3

I tried to grep a 1M row '|' separated file with 320K patterns from another file with piping to Ole Tange's parallel package and piping the matched results into another file. I am using Cygwin on Windows 7 with 24 cores and 16GB physical memory.

The command I used after going thru this link Grepping a huge file (80GB) any way to speed it up?

< matchReport1.dat parallel --pipe --block 2M LC_ALL=C grep --file=nov15.DAT > test.match

where matchReport1.dat is the 1M row '|' separated file and the 320K patterns are stored in nov15.DAT. The task manager activity hits all 24 cores and the amount of physical memory usage jumps to ~15GB and I start getting messages that grep memory has been exhausted.

I then tried to split the nov15.DAT patterns file into 10 smaller chunks and run grep of those

parallel --bar -j0 -a xaa "LC_ALL=C grep {} matchReport1.dat" > testxaa

but this just takes too long (only 1.6K out of 30K lines grepping took aout 15 minutes).

My nov15.DAT pattern file consists of strings like 'A12345M' and the file where this pattern needs to match i.e. matchReport1.dat has strings like 'A12345M_dfdf' and 'A12345M_02' so cannot use the -F option in grep. Could someone suggest a fix or any other option other than using databases?

Heres a sample

nov15.DAT -> http://pastebin.com/raw/cUeGcYLb

matchReport1.dat -> http://pastebin.com/raw/01KSGN6k

Community
  • 1
  • 1
andrnev
  • 410
  • 2
  • 12
  • Add to your question some lines of matchReport1.dat and some lines of nov15.DAT. – Cyrus Dec 29 '15 at 18:58
  • 1
    This may be helpful: [EXAMPLE: Grepping n lines for m regular expressions](http://www.gnu.org/software/parallel/man.html#EXAMPLE:-Grepping-n-lines-for-m-regular-expressions) – Cyrus Dec 29 '15 at 20:53

2 Answers2

1

I assume that you only want to compare strings from nov15.DAT with start of the second column from matchReport1.dat.

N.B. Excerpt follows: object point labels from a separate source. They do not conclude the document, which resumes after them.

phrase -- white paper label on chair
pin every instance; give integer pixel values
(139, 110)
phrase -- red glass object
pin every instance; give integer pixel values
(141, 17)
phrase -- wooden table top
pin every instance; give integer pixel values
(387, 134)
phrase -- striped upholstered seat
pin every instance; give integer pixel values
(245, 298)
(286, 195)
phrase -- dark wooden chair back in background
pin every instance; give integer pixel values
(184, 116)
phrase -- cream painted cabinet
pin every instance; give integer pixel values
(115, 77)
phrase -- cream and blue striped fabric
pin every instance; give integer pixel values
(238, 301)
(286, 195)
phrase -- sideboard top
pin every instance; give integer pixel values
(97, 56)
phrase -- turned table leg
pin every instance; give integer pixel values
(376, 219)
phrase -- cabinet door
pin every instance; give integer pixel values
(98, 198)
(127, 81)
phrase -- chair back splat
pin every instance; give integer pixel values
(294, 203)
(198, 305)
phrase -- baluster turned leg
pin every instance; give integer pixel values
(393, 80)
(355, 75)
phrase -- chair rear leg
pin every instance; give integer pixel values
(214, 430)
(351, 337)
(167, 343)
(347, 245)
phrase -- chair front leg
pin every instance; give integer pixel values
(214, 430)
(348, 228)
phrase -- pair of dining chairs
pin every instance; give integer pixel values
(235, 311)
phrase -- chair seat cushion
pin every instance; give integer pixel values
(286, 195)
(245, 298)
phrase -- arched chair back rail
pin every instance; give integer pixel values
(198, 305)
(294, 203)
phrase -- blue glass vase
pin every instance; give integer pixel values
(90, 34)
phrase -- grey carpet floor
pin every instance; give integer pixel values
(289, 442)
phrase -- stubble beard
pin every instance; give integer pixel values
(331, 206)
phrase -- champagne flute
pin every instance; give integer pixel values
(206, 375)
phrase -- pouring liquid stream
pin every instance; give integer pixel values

Try this: modify nov15.DAT to avoid comparing in every row from first to last character:

sed 's/.*/^"[^|]*"|"&/' nov15.DAT > mov15_mod1.DAT

And then use mov15_mod1.DAT with your parallel command.

Cyrus
  • 84,225
  • 14
  • 89
  • 153
  • I understood the mod you proposed. I will get back with performance stats as soon as I can, based on the gnu parallel link you posted above. – andrnev Dec 31 '15 at 09:31
0

Not very accurate, but if the IDs in nov15 are unique and does not match other places in the line, then this might just work. And it is fast:

perl -F'\|' -ane 'BEGIN{chomp(@nov15=`cat nov15.DAT`);@m{@nov15}=1..$#nov15+1;} for $l (split/"|_/,$F[1]) { if($m{$l}) { print }}' matchReport1.dat 
Ole Tange
  • 31,768
  • 5
  • 86
  • 104